Under informal institutions usually understand generally accepted conventions and ethical codes of human behavior. These are customs, "laws", habits or regulatory rules which is the result of the close coexistence of people. Thanks to them, people easily find out what others want from them, and understand each other well. These codes of conduct are shaped by culture.

Under formal institutions refers to the rules created and maintained by specially authorized people (government officials).

The process of formalizing restrictions is associated with increasing their impact and reducing costs through the introduction of uniform standards. The costs of protecting the rules are, in turn, associated with establishing the fact of violation, measuring the degree of violation and punishing the violator, provided that the marginal benefits exceed the marginal costs, or at least not higher than them (MB ≥ MC). Property rights are realized through a system of incentives (anti-incentives) in a set of alternatives facing economic agents. The choice of a certain course of action ends with the conclusion of a contract.

Control over compliance with contracts can be both personalized and non-personalized. The first is based on family ties, personal loyalty, shared beliefs or ideological convictions. The second is on the provision of information, the application of sanctions, the formal control exercised by a third party, and ultimately leads to the need for organizations.

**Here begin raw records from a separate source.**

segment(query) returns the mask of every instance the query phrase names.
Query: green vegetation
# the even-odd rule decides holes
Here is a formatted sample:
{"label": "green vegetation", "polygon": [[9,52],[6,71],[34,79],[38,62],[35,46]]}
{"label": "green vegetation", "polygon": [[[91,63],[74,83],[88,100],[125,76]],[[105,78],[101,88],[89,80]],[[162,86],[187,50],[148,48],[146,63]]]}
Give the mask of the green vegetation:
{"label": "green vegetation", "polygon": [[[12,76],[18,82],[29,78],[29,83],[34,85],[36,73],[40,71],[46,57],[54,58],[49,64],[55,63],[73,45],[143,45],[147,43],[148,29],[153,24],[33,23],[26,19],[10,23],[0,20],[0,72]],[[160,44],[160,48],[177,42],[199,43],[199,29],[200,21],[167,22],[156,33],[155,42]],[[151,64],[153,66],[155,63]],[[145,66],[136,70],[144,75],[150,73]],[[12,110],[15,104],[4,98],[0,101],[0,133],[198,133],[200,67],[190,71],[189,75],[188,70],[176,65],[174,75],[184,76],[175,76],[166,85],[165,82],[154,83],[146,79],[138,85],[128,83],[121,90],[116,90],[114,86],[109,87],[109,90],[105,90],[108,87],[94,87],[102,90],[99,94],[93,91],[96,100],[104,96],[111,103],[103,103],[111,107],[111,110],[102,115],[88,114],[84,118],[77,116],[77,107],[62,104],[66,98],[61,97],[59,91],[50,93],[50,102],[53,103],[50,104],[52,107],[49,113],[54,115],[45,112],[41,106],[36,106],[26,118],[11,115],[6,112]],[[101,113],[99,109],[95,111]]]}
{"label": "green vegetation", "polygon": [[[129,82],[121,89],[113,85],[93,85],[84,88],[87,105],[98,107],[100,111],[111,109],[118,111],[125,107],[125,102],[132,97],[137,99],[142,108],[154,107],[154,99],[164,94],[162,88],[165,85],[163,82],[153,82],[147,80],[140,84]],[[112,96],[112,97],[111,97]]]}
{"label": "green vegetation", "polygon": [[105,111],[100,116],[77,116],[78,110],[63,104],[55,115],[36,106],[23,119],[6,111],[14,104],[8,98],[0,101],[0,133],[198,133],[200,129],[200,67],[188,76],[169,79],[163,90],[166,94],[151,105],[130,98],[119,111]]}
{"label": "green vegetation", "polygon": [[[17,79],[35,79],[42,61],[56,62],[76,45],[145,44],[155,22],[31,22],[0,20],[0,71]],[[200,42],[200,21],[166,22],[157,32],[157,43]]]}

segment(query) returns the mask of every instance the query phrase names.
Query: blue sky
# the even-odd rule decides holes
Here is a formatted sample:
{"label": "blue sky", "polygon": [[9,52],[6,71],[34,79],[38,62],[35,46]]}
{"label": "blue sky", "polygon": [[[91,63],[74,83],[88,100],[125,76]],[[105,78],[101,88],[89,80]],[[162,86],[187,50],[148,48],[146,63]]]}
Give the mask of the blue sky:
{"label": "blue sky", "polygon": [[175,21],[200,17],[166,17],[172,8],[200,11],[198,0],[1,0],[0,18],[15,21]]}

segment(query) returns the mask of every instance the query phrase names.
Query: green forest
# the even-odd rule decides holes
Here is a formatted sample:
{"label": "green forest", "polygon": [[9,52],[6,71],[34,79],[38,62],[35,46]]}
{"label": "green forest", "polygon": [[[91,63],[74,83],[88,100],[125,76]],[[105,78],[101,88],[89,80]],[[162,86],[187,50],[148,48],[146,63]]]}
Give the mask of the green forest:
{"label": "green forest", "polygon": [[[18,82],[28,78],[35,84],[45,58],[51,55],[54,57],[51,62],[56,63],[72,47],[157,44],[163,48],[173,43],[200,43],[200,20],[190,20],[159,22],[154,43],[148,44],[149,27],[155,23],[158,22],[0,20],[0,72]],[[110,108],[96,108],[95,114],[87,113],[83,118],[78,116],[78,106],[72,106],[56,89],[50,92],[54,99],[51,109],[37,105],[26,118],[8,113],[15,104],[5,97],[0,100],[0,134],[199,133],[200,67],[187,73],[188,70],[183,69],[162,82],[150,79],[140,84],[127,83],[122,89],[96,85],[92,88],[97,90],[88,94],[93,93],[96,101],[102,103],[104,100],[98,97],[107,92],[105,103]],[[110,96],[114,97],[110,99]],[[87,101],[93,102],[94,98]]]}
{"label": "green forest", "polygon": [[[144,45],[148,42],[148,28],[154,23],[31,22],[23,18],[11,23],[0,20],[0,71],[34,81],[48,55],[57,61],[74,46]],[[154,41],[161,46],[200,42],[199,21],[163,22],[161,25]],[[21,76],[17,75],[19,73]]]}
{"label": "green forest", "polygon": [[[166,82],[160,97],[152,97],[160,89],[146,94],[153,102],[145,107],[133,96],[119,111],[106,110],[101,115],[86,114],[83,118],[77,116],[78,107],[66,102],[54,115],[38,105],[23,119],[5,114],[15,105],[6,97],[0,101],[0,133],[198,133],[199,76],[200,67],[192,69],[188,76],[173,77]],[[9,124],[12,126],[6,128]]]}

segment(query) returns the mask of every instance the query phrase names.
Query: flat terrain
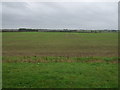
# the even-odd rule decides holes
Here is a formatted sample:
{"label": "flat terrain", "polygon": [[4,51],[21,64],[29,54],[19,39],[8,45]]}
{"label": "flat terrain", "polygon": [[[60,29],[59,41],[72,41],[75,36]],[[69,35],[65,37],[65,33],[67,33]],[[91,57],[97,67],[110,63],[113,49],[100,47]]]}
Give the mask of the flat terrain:
{"label": "flat terrain", "polygon": [[4,56],[117,56],[117,33],[3,33]]}
{"label": "flat terrain", "polygon": [[3,88],[117,88],[118,34],[3,33]]}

The range of domestic works that touch upon issues of neo-institutional theory is already quite wide, although, as a rule, these monographs are not very accessible to most teachers and students, since they come out in a limited edition, rarely exceeding a thousand copies, which, of course, for such a large country as Russia very little. Among Russian scientists who actively apply neo-institutional concepts in the analysis of modern Russian economy, it is necessary to single out S. Avdashev, V. Avtonomov, O. Ananyin, A. Auzan, S. Afontsev, R. Kapelyushnikov, Ya. Kuzminov, Yu. Latov, V. Mayevsky, S. Malakhov, V. Mau, V. Naishul , A. Nesterenko, R. Nureyev, A. Oleinik, V. Polterovich, V. Radaev, V. Tambovtsev, L. Timofeeva, A. Shastitko, M. Yudkevich, A. Yakovlev and others. But a very serious barrier to the approval of this paradigm in Russia is the lack of organizational unity and specialized periodicals, where the foundations of the institutional approach would be systematized.